Erfgoed van de week: Alchemistisch amulet
Dit zeventiende-eeuwse amulet kwam afgelopen week tevoorschijn bij een archeologisch proefsleuvenonderzoek op de IJsselkade in Zutphen. Het gaat om een schijf van een zilverlegering met een diameter van 49 mm.
De schijf heeft drie doorboringen, die waarschijnlijk zijn gemaakt om de amulet vast te spijkeren of ergens op te naaien. De conservering is vrij slecht, waardoor de tekst niet helemaal te lezen is. Naspeuring leverde enkele vergelijkbare objecten op, die echter geen van alle precies gelijk zijn. Op de ene zijde staat een octagram met de namen van de planeten en hun Latijnse namen op de rand.

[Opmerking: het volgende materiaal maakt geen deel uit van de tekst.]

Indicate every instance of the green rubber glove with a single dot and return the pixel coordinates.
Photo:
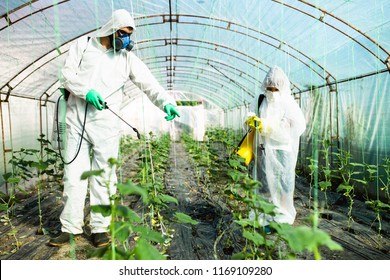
(171, 112)
(94, 98)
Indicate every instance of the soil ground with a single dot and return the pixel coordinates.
(215, 237)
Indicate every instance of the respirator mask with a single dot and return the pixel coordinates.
(123, 41)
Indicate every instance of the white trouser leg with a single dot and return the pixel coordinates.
(103, 187)
(75, 190)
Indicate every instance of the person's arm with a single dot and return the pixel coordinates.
(141, 76)
(70, 80)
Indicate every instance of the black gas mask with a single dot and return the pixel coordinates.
(123, 41)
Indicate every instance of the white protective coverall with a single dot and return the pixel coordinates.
(277, 146)
(106, 72)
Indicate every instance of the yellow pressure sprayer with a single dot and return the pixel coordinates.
(245, 147)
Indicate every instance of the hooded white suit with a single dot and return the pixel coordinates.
(106, 72)
(277, 145)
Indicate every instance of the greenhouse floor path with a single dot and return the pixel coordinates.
(194, 242)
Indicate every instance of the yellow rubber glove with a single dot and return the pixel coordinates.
(254, 122)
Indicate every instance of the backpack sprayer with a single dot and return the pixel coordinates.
(60, 125)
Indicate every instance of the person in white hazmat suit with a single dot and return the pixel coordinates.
(280, 122)
(94, 73)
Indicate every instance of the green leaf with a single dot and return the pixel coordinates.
(255, 237)
(324, 185)
(145, 251)
(167, 198)
(105, 210)
(88, 174)
(122, 231)
(343, 187)
(39, 165)
(305, 238)
(131, 188)
(185, 219)
(3, 207)
(248, 223)
(148, 234)
(126, 212)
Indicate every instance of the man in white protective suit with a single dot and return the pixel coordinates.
(94, 73)
(279, 122)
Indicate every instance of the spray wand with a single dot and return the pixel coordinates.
(134, 129)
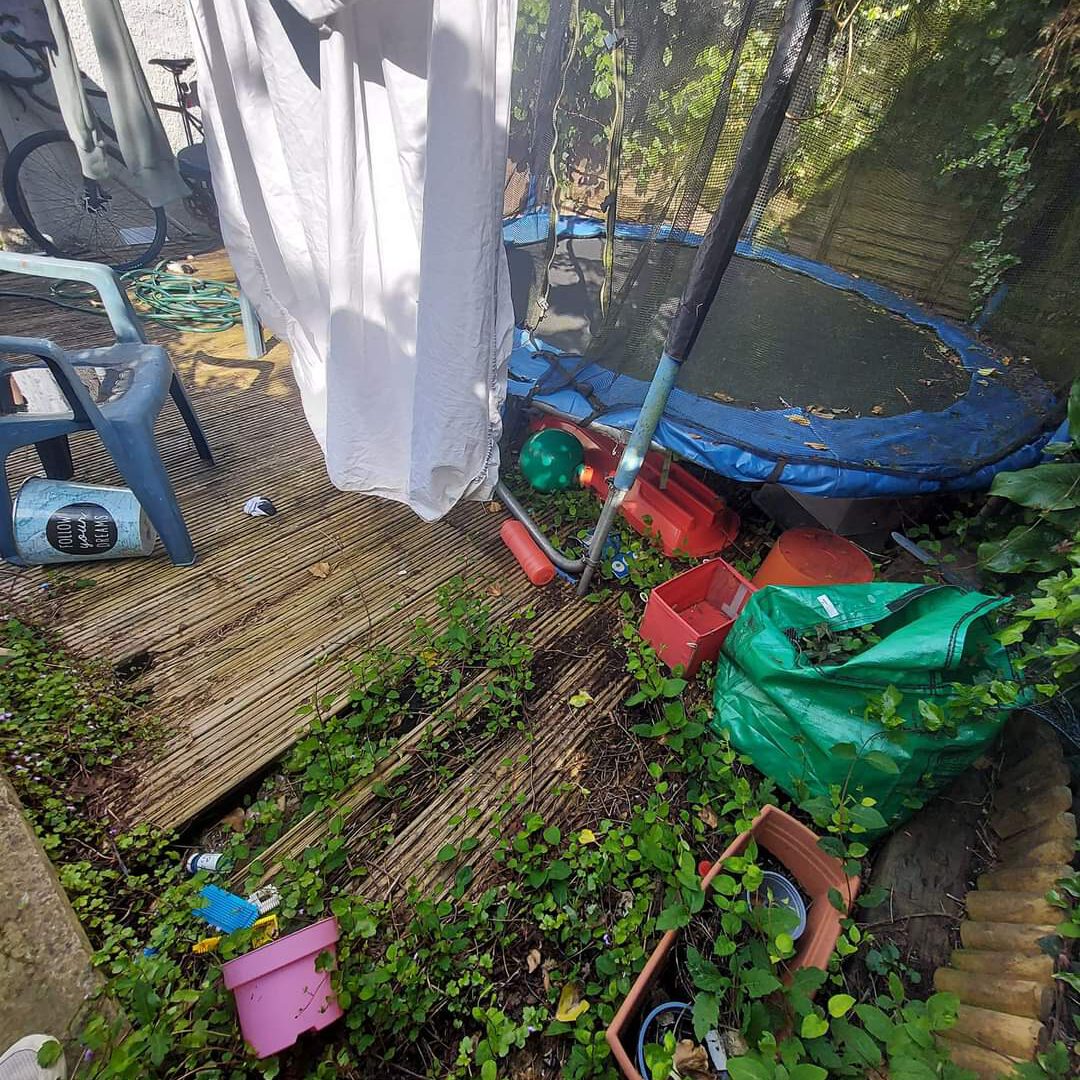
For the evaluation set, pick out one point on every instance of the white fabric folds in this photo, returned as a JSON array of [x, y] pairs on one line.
[[359, 151]]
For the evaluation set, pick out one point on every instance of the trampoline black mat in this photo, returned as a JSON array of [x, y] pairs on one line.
[[773, 337]]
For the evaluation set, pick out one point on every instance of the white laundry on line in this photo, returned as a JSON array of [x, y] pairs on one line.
[[359, 159]]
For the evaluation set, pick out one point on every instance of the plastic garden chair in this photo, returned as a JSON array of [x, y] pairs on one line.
[[138, 377]]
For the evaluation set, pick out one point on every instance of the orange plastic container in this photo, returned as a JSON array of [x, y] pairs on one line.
[[813, 557], [817, 874], [537, 566]]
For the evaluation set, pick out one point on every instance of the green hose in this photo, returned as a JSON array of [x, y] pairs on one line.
[[185, 301]]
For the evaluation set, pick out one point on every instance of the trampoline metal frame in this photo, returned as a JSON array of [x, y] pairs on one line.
[[713, 257]]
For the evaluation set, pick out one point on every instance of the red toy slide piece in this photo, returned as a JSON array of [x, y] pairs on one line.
[[686, 515], [687, 618]]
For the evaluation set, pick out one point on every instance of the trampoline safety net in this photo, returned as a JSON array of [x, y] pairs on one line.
[[901, 314]]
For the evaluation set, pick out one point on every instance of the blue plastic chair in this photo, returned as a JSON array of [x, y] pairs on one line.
[[138, 377]]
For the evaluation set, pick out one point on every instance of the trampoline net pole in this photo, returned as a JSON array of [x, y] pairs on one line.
[[714, 255]]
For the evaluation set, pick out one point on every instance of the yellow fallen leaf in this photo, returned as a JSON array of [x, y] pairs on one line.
[[691, 1061], [234, 819], [570, 1003]]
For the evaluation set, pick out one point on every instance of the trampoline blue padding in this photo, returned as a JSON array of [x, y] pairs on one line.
[[983, 415]]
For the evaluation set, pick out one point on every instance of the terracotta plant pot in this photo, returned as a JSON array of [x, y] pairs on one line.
[[795, 847]]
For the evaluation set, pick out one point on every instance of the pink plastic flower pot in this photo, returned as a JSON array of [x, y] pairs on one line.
[[279, 993]]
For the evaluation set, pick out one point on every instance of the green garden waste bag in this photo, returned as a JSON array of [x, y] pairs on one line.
[[787, 709]]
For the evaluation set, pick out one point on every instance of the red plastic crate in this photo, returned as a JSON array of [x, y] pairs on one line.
[[688, 516], [686, 619]]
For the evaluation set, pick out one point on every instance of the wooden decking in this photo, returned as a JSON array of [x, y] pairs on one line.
[[231, 647]]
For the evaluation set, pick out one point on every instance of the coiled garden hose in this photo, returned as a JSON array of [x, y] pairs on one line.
[[185, 301]]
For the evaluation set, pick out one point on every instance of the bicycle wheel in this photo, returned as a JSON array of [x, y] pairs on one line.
[[73, 217]]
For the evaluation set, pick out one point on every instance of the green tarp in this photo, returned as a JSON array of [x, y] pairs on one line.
[[790, 713]]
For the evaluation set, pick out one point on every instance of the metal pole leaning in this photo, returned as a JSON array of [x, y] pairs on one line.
[[714, 255]]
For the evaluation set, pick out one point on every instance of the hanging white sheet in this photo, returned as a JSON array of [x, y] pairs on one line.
[[359, 152]]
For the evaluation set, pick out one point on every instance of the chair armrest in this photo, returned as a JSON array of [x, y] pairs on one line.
[[63, 370], [104, 279]]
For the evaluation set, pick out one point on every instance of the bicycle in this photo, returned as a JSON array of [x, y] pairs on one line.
[[72, 216]]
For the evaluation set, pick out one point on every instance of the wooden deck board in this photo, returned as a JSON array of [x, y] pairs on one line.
[[233, 645]]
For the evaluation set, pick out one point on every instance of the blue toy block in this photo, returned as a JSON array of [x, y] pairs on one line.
[[225, 910]]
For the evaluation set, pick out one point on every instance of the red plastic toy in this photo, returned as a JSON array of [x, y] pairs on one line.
[[538, 568], [686, 515], [686, 619]]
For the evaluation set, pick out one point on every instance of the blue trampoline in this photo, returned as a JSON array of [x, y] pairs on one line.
[[801, 375]]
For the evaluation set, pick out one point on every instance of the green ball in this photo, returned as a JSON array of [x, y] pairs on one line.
[[551, 460]]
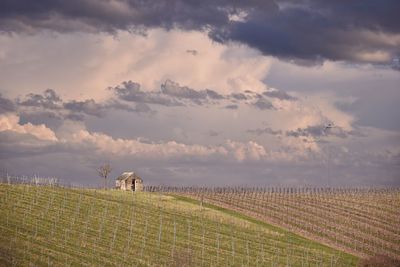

Op de andere zijde staan enkele alchemistische tekens rond een pentagram, en in het randschrift een zeer slecht leesbare tekst.
Uit vergelijking met andere amuletten weten we dat er waarschijnlijk TETRAGRAMMATON + MARIA en mogelijk AGLA + EMANUEL stond. Het eerste woord betekent “vier letters” en slaat op de naam Jahweh (God). Deze namen werden geacht bescherming te bieden aan de gebruiker en komen regelmatig voor op objecten uit de alchemistische, christelijk-kabbalistische sfeer. Hoewel dergelijke amuletten maar zeer zelden worden gevonden (en zeker niet in opgravingen), werd in 2010 bij de opgraving voor de bouw van het crematorium aan de Voorsterallee een langwerpige vergulde bronzen amulet gevonden met vergelijkbare teksten. Ook die vondst dateert uit de zeventiende eeuw.
Historisch is bekend dat er in de tijd van de Reformatie rond 1600 occulte lieden in en rond Zutphen actief waren. Een van hen was de exorcist Arnt Schimmelpenninck, een voormalig kanunnik van de Sint-Walburgiskerk.